The importance of investing in and educating Africa’s large youth population as a critical component in unlocking untapped productivity and innovation was also foregrounded at a recent Duke University forum on “Inequalities and the erosion of social cohesion in post-apartheid South Africa”. The PII’s Prof. Murray Leibbrandt and former PII visiting professor Prof. Hiroyuki Hino – both visiting research scholars at the Duke University Centre for International and Global Studies – led the discussions with their presentations, followed by input from two Duke scholars who conduct research in Togo and Nigeria respectively.
Health economist Emeritus Prof. Di McIntyre, who served on the PII planning group until her retirement in 2018, has recently received the François Diop Award for her lifetime contributions to the advancement of health economics in Africa, and globally. She received this recognition at the 5th Africa Health Economics and Policy Association conference which was held in Accra, Ghana. Joining her in the celebrations was UCT’s Dr Leanne Brady, from the Division of Health Policy and Systems in the Faculty of Health Sciences, who received an award for an innovative and participatory approach that assists decolonising health policy and systems research.

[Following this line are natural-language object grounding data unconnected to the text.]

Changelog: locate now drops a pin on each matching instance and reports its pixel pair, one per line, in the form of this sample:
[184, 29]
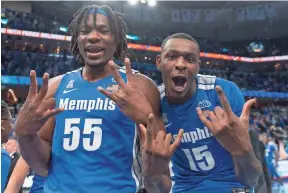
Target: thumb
[142, 132]
[247, 107]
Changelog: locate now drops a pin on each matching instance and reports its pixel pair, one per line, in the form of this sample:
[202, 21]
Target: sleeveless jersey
[93, 149]
[201, 164]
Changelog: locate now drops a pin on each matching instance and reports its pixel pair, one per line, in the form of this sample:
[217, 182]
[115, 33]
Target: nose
[94, 36]
[180, 64]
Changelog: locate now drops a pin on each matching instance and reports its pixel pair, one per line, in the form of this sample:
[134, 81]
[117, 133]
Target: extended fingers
[107, 93]
[220, 114]
[247, 107]
[203, 119]
[129, 73]
[44, 88]
[177, 142]
[116, 74]
[224, 102]
[33, 85]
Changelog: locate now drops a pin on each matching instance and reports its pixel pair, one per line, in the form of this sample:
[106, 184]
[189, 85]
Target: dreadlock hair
[118, 27]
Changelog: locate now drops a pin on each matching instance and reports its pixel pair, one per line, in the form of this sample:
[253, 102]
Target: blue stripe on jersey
[93, 142]
[201, 164]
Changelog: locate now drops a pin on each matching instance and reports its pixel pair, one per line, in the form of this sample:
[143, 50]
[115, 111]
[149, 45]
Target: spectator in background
[263, 185]
[12, 148]
[6, 128]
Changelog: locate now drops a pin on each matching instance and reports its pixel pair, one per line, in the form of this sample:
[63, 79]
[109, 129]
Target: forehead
[181, 45]
[101, 20]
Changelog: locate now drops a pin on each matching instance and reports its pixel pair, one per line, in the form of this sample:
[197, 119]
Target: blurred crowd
[52, 23]
[19, 63]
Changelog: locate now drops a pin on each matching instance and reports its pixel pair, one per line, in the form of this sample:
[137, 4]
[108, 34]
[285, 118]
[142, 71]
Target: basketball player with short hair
[6, 128]
[215, 154]
[76, 134]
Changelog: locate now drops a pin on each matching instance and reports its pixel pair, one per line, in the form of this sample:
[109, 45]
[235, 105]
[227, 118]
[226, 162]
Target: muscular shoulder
[148, 87]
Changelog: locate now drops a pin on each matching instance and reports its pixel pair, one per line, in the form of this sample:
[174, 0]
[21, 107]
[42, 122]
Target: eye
[191, 59]
[84, 31]
[171, 57]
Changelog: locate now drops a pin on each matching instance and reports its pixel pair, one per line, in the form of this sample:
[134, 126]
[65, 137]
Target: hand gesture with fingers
[156, 152]
[130, 101]
[35, 111]
[230, 131]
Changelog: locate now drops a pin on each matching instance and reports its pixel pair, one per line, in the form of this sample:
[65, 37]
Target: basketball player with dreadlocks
[89, 146]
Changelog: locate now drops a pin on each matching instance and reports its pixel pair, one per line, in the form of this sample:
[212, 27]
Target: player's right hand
[35, 111]
[156, 152]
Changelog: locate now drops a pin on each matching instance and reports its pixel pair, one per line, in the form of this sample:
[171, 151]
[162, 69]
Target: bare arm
[36, 151]
[17, 177]
[161, 183]
[39, 142]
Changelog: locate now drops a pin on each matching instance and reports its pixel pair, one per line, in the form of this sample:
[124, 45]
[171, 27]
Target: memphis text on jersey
[87, 105]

Inequality has emerged as one of the key challenges of our times. Since 2000, the average inequality within countries has been rising, pointing to the challenge to realise the Sustainable Development Goals’ principle of “leaving no-one behind” by 2030. This year, the United Nations Development Programme’s Human Development Report (HDR) will provide a comprehensive picture of the many forms of inequality that are shaping the 21st century. One of the experts recently appointed to provide intellectual advice and guidance to the HDR Office is Prof. Haroon Bhorat, director of the Development Policy Research Unit and a member of the PII.

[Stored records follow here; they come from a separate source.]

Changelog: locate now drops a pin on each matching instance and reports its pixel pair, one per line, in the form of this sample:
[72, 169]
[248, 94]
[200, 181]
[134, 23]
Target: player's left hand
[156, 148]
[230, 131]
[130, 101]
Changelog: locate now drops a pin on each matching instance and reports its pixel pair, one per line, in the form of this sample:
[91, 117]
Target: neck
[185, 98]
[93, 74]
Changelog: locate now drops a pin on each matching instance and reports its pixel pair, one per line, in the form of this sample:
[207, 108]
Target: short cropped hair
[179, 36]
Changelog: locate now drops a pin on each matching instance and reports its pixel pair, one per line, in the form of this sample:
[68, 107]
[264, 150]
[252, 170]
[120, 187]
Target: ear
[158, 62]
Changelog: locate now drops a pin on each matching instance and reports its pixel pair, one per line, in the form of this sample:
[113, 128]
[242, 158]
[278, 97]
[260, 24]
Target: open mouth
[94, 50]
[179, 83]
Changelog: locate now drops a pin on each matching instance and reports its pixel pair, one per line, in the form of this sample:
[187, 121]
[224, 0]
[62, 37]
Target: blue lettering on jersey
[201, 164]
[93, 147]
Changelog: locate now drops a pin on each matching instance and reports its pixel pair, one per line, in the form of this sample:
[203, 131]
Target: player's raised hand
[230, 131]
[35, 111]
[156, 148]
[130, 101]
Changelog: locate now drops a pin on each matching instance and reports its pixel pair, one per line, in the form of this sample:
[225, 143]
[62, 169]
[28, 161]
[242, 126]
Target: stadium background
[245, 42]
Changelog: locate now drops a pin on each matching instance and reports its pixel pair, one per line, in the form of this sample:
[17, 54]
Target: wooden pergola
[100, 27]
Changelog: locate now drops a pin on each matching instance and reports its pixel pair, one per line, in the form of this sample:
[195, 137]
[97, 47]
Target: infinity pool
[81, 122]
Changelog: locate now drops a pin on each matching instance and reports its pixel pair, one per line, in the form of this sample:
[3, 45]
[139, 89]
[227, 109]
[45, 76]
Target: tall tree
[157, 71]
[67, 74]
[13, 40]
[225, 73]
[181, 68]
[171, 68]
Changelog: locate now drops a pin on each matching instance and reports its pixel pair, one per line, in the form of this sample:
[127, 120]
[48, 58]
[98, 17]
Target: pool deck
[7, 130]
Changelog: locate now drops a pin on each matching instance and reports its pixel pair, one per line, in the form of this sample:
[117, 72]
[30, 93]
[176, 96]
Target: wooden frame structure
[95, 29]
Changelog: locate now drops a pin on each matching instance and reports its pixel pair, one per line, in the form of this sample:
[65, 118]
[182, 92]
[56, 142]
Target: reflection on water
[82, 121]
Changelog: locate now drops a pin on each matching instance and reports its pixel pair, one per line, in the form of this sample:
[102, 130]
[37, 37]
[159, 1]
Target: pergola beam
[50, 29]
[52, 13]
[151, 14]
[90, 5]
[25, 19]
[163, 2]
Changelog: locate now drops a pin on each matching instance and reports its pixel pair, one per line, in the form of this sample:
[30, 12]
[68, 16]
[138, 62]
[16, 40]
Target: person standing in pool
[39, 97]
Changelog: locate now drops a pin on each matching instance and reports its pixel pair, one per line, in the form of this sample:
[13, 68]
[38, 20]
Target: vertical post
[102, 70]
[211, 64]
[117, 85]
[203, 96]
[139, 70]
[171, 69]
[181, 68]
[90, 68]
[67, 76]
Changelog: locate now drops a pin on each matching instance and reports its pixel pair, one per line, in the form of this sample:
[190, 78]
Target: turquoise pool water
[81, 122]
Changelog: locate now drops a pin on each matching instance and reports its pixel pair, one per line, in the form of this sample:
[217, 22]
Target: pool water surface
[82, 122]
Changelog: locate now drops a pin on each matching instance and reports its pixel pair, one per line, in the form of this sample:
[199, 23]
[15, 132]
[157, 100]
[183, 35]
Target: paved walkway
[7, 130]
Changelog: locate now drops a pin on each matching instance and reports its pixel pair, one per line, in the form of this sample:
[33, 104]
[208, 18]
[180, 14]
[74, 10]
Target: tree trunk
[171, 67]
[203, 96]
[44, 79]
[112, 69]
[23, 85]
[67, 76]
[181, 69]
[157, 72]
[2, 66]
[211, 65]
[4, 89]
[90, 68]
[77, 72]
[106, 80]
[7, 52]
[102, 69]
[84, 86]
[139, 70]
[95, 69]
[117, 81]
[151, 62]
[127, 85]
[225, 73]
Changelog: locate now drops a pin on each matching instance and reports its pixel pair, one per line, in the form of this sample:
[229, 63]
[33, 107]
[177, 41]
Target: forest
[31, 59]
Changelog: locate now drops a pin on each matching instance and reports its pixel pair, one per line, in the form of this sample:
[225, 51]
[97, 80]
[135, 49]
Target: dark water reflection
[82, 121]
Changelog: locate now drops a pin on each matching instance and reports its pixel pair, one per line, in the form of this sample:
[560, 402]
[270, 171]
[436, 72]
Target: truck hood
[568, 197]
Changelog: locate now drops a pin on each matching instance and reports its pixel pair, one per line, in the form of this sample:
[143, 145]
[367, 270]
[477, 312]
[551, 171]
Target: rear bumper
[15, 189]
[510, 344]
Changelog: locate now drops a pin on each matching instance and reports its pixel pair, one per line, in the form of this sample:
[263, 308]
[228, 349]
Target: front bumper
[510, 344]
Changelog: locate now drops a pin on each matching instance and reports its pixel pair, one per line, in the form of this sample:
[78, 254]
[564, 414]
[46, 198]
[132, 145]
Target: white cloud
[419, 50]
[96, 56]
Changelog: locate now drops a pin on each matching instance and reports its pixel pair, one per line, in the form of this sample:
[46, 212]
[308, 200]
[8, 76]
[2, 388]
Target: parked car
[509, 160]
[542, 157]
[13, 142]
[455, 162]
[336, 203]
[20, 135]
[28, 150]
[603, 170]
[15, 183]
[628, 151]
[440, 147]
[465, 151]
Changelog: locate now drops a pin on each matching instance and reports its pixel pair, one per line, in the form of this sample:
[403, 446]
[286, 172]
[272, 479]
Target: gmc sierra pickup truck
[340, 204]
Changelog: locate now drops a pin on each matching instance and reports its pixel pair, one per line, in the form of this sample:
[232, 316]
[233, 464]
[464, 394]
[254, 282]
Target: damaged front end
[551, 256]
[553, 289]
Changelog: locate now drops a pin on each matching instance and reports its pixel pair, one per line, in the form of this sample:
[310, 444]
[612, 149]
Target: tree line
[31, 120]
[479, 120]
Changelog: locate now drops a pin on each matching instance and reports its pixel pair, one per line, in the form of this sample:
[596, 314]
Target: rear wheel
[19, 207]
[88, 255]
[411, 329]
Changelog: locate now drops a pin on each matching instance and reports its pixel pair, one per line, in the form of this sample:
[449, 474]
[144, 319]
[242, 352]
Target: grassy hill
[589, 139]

The practice of policymaking and implementation – that is the focus of The Nelson Mandela School of Public Governance’s first fulltime masters semester course which concluded recently. The Mandela School promotes the development of strategic public leadership, including a strong emphasis on public sector reform, accountability and trust in governance. The course brought together students from five different countries and disciplines.